Over the last couple of weeks, we've been looking at the fundamentals of performance.  The fundamentals, in case you weren't paying attention, are motivation, ability, opportunity and interference.  I have to wonder, sometimes, at the extent of the ways in which some organisations seem to interfere with their employees.  For instance, a while back I visited an office to run a workshop: it took forty-five minutes to clear security (not an exaggeration) which involved watching a health and safety video and then taking a short test on the content.  The video covered such surprises as telling watchers to hold the handrail on the stairs and to call the emergency services if they came across a fire.

The advice didn't end there.  At the coffee point, the fridge bore instructions for use, including the gem that it was to be used for storing food.  In the gents' toilets, there were three instructions on how to wash your hands, as well as warnings that the hot water in the taps might, actually, be hot.  

I'm a middle aged man; I've been using stairs - quite successfully, as it happens - for over forty years without needing any kind of advice.  I cottoned on to the idea of what fridges were for not long after I started using the stairs. I understand the concepts of hot and cold and the idea that hot can hurt.  I don’t feel that I need all these warnings but perhaps I'm unusual in that respect.  Perhaps there are young people who haven't mastered these concepts; perhaps there are people, fresh from university, who haven't figured out the best way to walk up and down stairs without ending up in a crumpled heap at the bottom.  I suspect not, however.  

I'm all for keeping people safe but surely there has to be a place for common sense?  Surely there's a place for treating people like adults?  I have to wonder what this kind of infantilizing of people actually does to them.  I try not to be deliberately perverse but the more I'm told to hold the stair rail, the more I felt like deliberately not doing it.

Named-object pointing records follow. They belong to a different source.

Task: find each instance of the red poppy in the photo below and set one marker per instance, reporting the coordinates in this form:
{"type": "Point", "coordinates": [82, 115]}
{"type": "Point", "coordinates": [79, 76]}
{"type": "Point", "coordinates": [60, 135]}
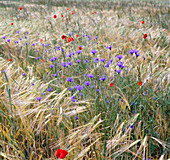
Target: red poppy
{"type": "Point", "coordinates": [63, 37]}
{"type": "Point", "coordinates": [111, 84]}
{"type": "Point", "coordinates": [80, 48]}
{"type": "Point", "coordinates": [139, 83]}
{"type": "Point", "coordinates": [61, 154]}
{"type": "Point", "coordinates": [144, 36]}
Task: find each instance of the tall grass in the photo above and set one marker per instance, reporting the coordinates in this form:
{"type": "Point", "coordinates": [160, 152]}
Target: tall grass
{"type": "Point", "coordinates": [125, 121]}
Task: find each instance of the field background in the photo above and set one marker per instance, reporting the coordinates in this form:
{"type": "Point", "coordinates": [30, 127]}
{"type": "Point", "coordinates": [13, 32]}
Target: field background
{"type": "Point", "coordinates": [123, 122]}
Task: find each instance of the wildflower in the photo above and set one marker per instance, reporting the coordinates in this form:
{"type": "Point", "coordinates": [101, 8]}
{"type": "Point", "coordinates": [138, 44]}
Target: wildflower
{"type": "Point", "coordinates": [102, 60]}
{"type": "Point", "coordinates": [111, 84]}
{"type": "Point", "coordinates": [51, 66]}
{"type": "Point", "coordinates": [86, 61]}
{"type": "Point", "coordinates": [144, 36]}
{"type": "Point", "coordinates": [144, 93]}
{"type": "Point", "coordinates": [109, 47]}
{"type": "Point", "coordinates": [131, 126]}
{"type": "Point", "coordinates": [90, 75]}
{"type": "Point", "coordinates": [80, 47]}
{"type": "Point", "coordinates": [102, 78]}
{"type": "Point", "coordinates": [118, 71]}
{"type": "Point", "coordinates": [93, 51]}
{"type": "Point", "coordinates": [139, 83]}
{"type": "Point", "coordinates": [78, 51]}
{"type": "Point", "coordinates": [69, 63]}
{"type": "Point", "coordinates": [70, 79]}
{"type": "Point", "coordinates": [64, 64]}
{"type": "Point", "coordinates": [63, 37]}
{"type": "Point", "coordinates": [38, 98]}
{"type": "Point", "coordinates": [78, 60]}
{"type": "Point", "coordinates": [96, 60]}
{"type": "Point", "coordinates": [87, 83]}
{"type": "Point", "coordinates": [61, 154]}
{"type": "Point", "coordinates": [119, 57]}
{"type": "Point", "coordinates": [49, 89]}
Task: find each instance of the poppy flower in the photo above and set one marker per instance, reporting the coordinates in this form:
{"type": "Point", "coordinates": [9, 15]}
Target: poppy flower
{"type": "Point", "coordinates": [139, 83]}
{"type": "Point", "coordinates": [111, 84]}
{"type": "Point", "coordinates": [63, 37]}
{"type": "Point", "coordinates": [144, 36]}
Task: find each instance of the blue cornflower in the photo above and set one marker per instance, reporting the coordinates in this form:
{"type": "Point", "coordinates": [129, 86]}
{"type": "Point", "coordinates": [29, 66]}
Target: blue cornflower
{"type": "Point", "coordinates": [78, 60]}
{"type": "Point", "coordinates": [87, 83]}
{"type": "Point", "coordinates": [90, 75]}
{"type": "Point", "coordinates": [103, 59]}
{"type": "Point", "coordinates": [69, 63]}
{"type": "Point", "coordinates": [96, 60]}
{"type": "Point", "coordinates": [93, 51]}
{"type": "Point", "coordinates": [79, 51]}
{"type": "Point", "coordinates": [51, 66]}
{"type": "Point", "coordinates": [119, 57]}
{"type": "Point", "coordinates": [38, 98]}
{"type": "Point", "coordinates": [70, 79]}
{"type": "Point", "coordinates": [49, 89]}
{"type": "Point", "coordinates": [102, 78]}
{"type": "Point", "coordinates": [109, 47]}
{"type": "Point", "coordinates": [64, 64]}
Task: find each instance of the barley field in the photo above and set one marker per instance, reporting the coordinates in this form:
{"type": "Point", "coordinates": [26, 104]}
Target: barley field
{"type": "Point", "coordinates": [84, 80]}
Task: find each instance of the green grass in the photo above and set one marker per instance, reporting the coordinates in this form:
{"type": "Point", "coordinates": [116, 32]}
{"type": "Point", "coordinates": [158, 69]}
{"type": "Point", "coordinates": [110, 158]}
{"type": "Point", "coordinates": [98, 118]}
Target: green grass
{"type": "Point", "coordinates": [32, 129]}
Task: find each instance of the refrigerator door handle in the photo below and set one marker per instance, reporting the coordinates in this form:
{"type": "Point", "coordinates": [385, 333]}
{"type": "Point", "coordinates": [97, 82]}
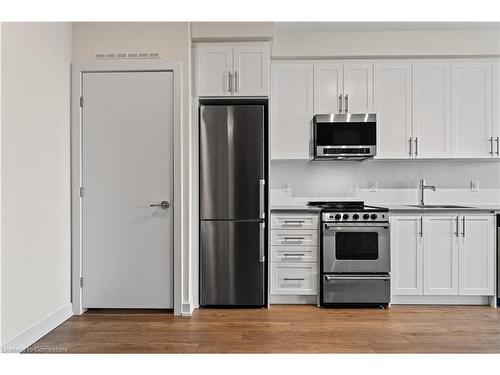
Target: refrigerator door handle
{"type": "Point", "coordinates": [262, 243]}
{"type": "Point", "coordinates": [262, 197]}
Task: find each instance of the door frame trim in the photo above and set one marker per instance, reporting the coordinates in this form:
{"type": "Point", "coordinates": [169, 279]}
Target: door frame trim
{"type": "Point", "coordinates": [77, 71]}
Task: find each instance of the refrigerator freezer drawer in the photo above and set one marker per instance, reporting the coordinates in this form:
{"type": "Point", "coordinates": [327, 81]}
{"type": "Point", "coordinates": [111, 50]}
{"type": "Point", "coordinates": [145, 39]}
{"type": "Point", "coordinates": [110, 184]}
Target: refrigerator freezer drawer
{"type": "Point", "coordinates": [232, 271]}
{"type": "Point", "coordinates": [291, 237]}
{"type": "Point", "coordinates": [297, 279]}
{"type": "Point", "coordinates": [358, 289]}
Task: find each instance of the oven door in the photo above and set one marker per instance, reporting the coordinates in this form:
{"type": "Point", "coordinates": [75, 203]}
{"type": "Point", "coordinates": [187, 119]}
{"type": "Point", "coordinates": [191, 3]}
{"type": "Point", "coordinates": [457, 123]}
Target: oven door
{"type": "Point", "coordinates": [356, 248]}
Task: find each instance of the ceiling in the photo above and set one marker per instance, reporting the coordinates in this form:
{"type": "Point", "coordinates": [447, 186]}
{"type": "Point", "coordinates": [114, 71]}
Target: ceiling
{"type": "Point", "coordinates": [384, 26]}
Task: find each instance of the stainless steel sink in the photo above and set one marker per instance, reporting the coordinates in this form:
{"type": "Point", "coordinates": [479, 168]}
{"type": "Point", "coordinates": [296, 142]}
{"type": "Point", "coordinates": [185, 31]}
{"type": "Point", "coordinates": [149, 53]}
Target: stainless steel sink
{"type": "Point", "coordinates": [436, 206]}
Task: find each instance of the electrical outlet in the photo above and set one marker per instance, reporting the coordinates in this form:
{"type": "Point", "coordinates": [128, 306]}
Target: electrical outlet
{"type": "Point", "coordinates": [286, 187]}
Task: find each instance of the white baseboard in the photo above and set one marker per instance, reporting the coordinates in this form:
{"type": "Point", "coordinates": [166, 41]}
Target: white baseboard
{"type": "Point", "coordinates": [439, 300]}
{"type": "Point", "coordinates": [35, 333]}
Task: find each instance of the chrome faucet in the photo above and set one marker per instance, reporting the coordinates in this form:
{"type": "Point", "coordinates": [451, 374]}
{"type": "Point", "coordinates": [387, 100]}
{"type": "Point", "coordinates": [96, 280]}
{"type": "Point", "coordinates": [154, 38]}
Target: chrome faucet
{"type": "Point", "coordinates": [423, 186]}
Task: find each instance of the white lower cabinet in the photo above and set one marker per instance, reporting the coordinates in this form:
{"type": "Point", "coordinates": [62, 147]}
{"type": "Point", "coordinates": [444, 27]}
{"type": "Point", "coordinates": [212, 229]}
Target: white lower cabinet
{"type": "Point", "coordinates": [294, 257]}
{"type": "Point", "coordinates": [448, 254]}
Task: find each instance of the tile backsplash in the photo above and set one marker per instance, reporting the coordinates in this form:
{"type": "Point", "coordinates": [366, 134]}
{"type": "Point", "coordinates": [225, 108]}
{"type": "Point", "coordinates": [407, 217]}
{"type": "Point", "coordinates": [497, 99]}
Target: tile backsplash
{"type": "Point", "coordinates": [345, 178]}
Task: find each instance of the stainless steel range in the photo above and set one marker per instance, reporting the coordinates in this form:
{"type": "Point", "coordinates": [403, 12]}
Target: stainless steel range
{"type": "Point", "coordinates": [355, 254]}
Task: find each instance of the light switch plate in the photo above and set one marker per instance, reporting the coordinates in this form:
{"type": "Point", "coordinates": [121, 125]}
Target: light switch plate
{"type": "Point", "coordinates": [286, 187]}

The interesting thing about this client is that, for the first time in twelve years, I had stuff stolen overnight from the training room.  Talking to a security guard about it, he was telling me that this was not unusual.  When they get a spate of thefts from an area, the security guards place hidden cameras to monitor what's going on.  They never catch anyone, however, because they always tell people that the cameras are going to be placed there and the thefts stop.  What this shows is that it's not strangers walking around pinching things and it's not the cleaners: it's the people who work in the office.  

What must it be like, I wonder, not to be able to trust the person sitting a the desk next to you?  What must it be like to know that the person sitting next to you, the man or woman that you chat with, that you share jokes with, will steal your mobile phone if he or she gets the chance?  Perhaps I'm wrong but I believe that these two factors - the infantilization and the petty theft - are connected.  I believe that if you treat people like they can't be trusted to even look after themselves, they'll behave in untrustworthy ways.  I believe that organisations, like people, reap what they sow.